Nove meses depois, o adolescente de 14 anos que ficou gravemente ferido ao cair do telhado das piscinas aquecidas da Associação Atlética Botucatuense (AAB), durante uma partida de futebol, continua em reabilitação. Há 45 dias, Luiz Henrique Cordeiro Neto, o Luizinho, recebeu alta do hospital.

O pai de Luizinho, Luiz Henrique Cordeiro Filho, destacou que o menino está em processo de aprender como deglutir, sustentar o tronco e se sentar sozinho, com a ajuda de fisioterapia, fonoaudiologia e terapia ocupacional.

“A evolução está sendo conquistada dia a dia, todo o processo faz parte do ‘acordar’. Quando estou com ele, sempre o vejo prestando muita atenção e com os olhos bem abertos e atentos”, celebra.

O adolescente recebeu alta da Unidade de Terapia Intensiva (UTI) no dia 8 de fevereiro. Ainda segundo o pai, Luizinho não consegue falar, mas demonstra reações como dor, tranquilidade ou incômodo.

“Os médicos não nos deram prazo para o Luizinho voltar a falar, porque envolve o cérebro, então eles não conseguem dar uma resposta objetiva. A partir de agora, é muito exercício e fé. Nada fácil, mas o pior já passou”, destaca.

Adolescente ficou gravemente ferido após cair de telhado de clube em Botucatu — Foto: Leia Notícias/Divulgação/Arquivo
Adolescente ficou gravemente ferido após cair de telhado de clube em Botucatu — Foto: Leia Notícias/Divulgação/Arquivo

Com a melhora no quadro clínico cada vez mais evidente, Luizinho não apresentou encurtamento dos tendões e músculos por conta dos alongamentos que faz diariamente, segundo o pai.
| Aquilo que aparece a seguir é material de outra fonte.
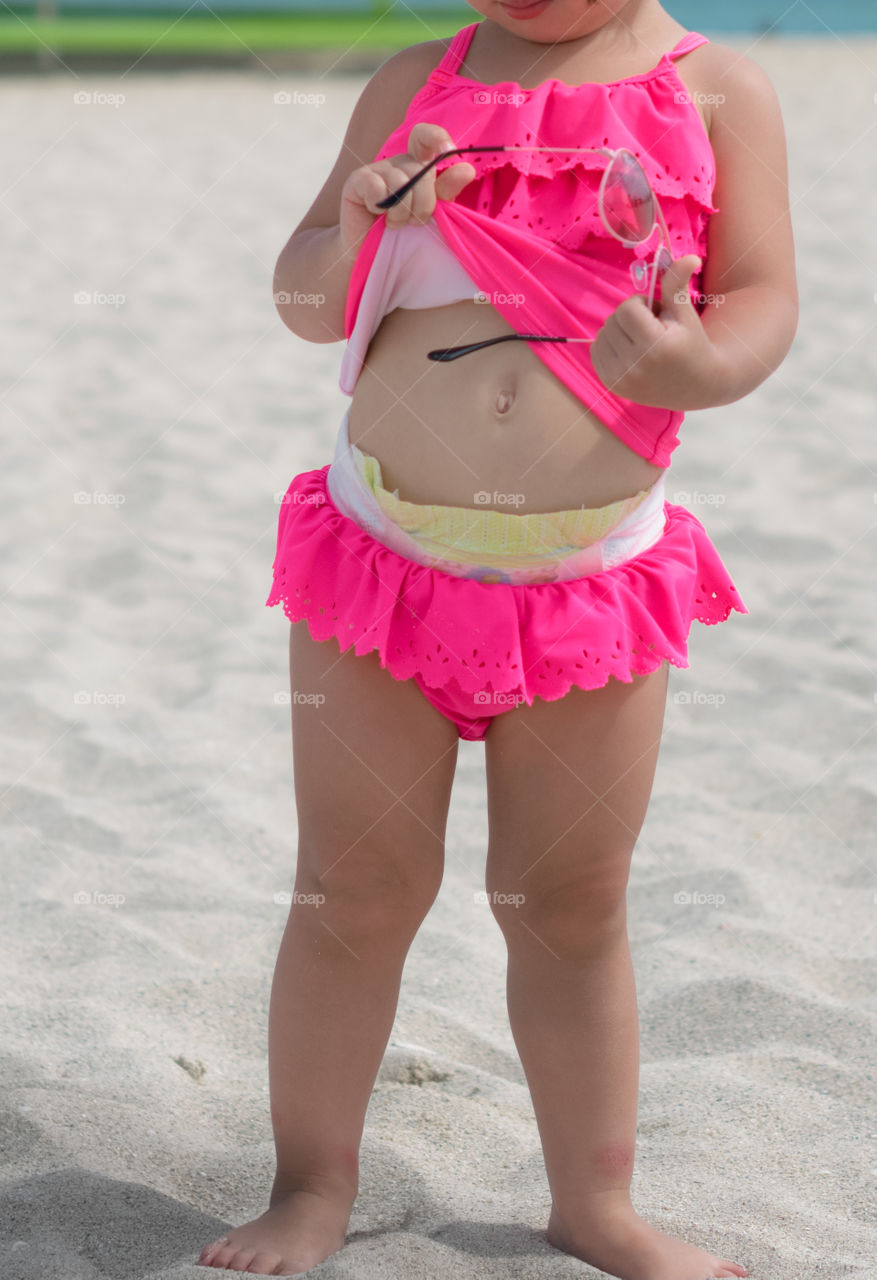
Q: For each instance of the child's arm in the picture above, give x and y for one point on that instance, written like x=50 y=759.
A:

Isso significa que, apesar de não conseguir mexer os braços e pernas por comando próprio, o garoto está estável com relação à mobilidade.

“Os braços e pernas mexem bem, mas não por comando próprio, eu percebo. O pescoço também mexe, às vezes para procurar quem está falando”, detalha.

Luizinho caiu de uma altura de cerca de sete metros depois de subir no telhado de um ginásio de esportes de um clube para pegar uma bola de futebol. A queda aconteceu depois que algumas telhas da estrutura quebraram.

De acordo com o Corpo de Bombeiros, o Serviço de Atendimento Móvel de Urgência (Samu) foi acionado na ocasião e ambas as equipes precisaram reanimar o garoto, que teve uma parada cardiorrespiratória.